Cashed-up victim missing
Richard Finnila - The Courier Mail
August 16, 2006 12:00am

IT HAS been 23 years since Bradley Richard Kerrisk vanished without a trace after a day out at the races in Rockhampton.

Police believe the popular racing identity was murdered, possibly for money.
Detective Inspector Darryl Johnson said the 34-year-old was carrying a lot of cash the day he went missing.

"He just disappeared off the face of the earth," Det-Insp Johnson said.

Kerrisk was the son of leading Rockhampton businessman Dick Kerrisk, and was involved in running the family toy business.

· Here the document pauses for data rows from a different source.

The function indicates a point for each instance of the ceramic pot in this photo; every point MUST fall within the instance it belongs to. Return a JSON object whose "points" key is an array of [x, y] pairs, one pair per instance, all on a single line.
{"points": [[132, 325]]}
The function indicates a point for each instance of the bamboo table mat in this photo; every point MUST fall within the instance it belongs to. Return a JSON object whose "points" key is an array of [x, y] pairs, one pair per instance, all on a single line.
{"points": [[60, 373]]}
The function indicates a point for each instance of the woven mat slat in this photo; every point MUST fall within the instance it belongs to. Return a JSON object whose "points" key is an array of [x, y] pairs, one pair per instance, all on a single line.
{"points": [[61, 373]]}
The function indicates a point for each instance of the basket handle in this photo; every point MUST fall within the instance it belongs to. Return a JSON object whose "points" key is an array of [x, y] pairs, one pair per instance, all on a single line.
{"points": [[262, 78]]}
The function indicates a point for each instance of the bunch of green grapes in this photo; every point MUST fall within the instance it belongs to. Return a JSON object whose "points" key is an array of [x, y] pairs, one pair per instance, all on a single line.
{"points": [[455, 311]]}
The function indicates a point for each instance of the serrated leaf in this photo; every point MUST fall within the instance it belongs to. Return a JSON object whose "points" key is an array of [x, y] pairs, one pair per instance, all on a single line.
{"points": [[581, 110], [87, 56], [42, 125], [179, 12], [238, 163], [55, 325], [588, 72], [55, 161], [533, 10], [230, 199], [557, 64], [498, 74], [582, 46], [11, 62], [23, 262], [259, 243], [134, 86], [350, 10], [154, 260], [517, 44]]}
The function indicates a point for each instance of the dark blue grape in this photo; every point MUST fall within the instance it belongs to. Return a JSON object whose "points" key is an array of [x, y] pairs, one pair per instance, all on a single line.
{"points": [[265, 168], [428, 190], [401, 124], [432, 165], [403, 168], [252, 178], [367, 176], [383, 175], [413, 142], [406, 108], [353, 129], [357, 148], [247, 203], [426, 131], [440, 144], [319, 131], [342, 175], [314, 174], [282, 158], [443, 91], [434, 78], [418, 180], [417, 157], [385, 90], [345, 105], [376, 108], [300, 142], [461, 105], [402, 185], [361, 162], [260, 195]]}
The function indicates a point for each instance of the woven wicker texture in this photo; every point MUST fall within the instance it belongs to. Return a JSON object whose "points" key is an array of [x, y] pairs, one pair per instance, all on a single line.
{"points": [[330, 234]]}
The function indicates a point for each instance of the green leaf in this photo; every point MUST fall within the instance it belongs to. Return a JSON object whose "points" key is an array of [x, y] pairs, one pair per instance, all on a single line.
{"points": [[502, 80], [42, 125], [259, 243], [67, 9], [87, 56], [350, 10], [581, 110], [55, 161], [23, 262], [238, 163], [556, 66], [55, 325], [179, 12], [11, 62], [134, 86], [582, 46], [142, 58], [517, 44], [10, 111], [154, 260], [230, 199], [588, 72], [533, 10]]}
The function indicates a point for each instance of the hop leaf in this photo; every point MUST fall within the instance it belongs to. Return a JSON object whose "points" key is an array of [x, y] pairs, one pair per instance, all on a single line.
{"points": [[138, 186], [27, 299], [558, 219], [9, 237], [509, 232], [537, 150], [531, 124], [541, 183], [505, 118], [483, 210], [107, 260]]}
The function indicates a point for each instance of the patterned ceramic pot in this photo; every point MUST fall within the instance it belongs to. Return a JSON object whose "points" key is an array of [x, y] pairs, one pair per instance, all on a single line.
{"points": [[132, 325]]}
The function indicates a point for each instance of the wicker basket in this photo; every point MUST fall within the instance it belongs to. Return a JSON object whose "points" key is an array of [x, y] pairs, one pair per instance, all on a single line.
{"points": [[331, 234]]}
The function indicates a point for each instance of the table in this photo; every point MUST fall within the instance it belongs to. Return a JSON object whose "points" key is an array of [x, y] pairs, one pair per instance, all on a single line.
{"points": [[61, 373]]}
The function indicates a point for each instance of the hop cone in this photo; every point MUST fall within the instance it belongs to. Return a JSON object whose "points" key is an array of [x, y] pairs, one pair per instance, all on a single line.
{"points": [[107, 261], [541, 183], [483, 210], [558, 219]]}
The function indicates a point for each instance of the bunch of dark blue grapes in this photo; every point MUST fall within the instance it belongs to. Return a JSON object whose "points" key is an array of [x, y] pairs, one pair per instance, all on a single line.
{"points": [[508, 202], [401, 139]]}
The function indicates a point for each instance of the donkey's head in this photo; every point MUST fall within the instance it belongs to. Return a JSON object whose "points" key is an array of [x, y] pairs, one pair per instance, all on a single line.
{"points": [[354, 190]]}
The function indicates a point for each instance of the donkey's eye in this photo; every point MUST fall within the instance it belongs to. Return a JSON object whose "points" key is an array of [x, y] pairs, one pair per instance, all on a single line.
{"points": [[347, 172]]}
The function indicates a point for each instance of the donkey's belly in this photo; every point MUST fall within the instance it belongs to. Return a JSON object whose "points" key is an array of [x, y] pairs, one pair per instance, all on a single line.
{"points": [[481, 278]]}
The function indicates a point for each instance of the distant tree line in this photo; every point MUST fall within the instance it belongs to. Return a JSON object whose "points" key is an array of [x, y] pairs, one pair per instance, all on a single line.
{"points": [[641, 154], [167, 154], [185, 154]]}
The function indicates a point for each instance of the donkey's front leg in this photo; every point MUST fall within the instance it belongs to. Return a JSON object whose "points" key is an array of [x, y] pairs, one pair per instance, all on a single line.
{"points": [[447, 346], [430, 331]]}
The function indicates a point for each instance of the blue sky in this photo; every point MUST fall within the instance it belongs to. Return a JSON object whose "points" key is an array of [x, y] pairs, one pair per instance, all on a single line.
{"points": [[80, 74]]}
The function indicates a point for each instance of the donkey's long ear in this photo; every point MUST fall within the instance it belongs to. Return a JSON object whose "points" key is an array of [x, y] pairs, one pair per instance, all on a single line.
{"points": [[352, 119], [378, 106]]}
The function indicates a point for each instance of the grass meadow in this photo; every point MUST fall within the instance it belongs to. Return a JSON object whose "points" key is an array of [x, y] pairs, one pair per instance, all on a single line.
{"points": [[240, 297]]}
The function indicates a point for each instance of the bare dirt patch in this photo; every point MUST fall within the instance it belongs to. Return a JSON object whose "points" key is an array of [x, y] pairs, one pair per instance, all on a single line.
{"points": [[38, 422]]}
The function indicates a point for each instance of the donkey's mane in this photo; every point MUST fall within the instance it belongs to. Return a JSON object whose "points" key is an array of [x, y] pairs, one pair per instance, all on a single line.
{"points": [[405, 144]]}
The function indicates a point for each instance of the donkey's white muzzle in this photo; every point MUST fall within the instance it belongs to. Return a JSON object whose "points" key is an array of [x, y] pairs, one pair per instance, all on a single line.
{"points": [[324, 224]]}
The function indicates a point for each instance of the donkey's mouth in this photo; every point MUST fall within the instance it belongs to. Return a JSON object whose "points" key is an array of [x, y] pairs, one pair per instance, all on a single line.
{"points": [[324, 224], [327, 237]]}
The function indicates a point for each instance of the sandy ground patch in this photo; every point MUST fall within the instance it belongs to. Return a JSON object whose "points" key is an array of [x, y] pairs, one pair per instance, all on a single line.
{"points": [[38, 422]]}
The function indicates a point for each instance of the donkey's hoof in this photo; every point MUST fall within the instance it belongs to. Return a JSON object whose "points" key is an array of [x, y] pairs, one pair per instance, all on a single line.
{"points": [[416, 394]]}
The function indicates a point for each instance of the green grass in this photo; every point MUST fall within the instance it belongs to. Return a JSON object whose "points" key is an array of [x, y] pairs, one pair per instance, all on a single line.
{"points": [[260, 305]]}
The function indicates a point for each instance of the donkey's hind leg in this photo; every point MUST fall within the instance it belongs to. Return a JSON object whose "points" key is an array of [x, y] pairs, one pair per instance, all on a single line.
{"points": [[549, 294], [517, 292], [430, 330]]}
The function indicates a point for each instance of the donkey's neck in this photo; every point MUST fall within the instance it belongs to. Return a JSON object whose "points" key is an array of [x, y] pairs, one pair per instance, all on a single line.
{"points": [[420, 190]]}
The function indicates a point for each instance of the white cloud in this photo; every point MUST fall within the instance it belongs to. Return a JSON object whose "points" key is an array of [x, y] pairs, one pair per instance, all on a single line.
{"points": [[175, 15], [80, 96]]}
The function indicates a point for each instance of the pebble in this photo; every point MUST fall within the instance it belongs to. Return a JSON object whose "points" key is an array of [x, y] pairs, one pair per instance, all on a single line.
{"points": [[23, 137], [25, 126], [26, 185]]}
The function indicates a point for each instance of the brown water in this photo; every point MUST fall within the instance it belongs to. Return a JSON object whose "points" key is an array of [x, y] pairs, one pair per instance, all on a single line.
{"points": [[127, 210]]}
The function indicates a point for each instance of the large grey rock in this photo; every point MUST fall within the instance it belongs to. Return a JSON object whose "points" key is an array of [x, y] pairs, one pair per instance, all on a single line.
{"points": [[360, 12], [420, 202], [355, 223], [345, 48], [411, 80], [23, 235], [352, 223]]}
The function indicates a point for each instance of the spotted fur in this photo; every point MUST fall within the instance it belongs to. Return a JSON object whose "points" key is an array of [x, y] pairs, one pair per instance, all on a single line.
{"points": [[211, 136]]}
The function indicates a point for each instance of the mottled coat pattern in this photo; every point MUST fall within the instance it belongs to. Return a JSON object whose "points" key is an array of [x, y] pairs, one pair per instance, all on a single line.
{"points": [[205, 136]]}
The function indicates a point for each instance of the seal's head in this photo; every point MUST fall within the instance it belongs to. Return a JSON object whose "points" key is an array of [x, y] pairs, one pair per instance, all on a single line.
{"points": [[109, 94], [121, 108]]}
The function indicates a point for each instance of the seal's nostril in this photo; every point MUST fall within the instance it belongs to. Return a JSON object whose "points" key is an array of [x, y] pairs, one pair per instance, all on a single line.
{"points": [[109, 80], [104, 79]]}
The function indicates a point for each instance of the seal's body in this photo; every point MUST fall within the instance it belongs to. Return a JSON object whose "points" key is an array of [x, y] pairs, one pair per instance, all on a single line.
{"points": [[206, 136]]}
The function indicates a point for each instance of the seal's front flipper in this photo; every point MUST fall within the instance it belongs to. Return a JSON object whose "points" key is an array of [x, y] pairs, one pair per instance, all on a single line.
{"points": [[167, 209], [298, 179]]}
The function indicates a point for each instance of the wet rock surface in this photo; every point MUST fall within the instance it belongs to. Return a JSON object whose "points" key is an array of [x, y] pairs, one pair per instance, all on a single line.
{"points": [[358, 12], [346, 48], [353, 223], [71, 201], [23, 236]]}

Det-Insp Johnson said he was well liked and had a close affiliation with the racing industry.

The day before his disappearance on June 23, 1983, Kerrisk withdrew a significant sum of money from a bank.

The next day he attended the Callaghan Park Race Track in Rockhampton and reportedly did not leave until 9pm.

He was never seen again.

His metallic green Ford Telstar sedan (registration 991 OQC) was found a few days later in Jellicoe St in the central Queensland coastal city.

Police believe the car had been parked there some time between 10pm and 10.20pm on June 24.

When he was last seen at the track he was wearing grey slacks, a black short-sleeved shirt with a multi-coloured pattern on the front and back, a watch with a blue face and a small St Christopher medal.

Det-Insp Johnson said Kerrisk had not received any threats against his life and was generally well regarded within the community.

"We know he liked to have a bet on the horses," Det-Insp Johnson said.

"There is a $250,000 reward for anyone with information that leads to a conviction."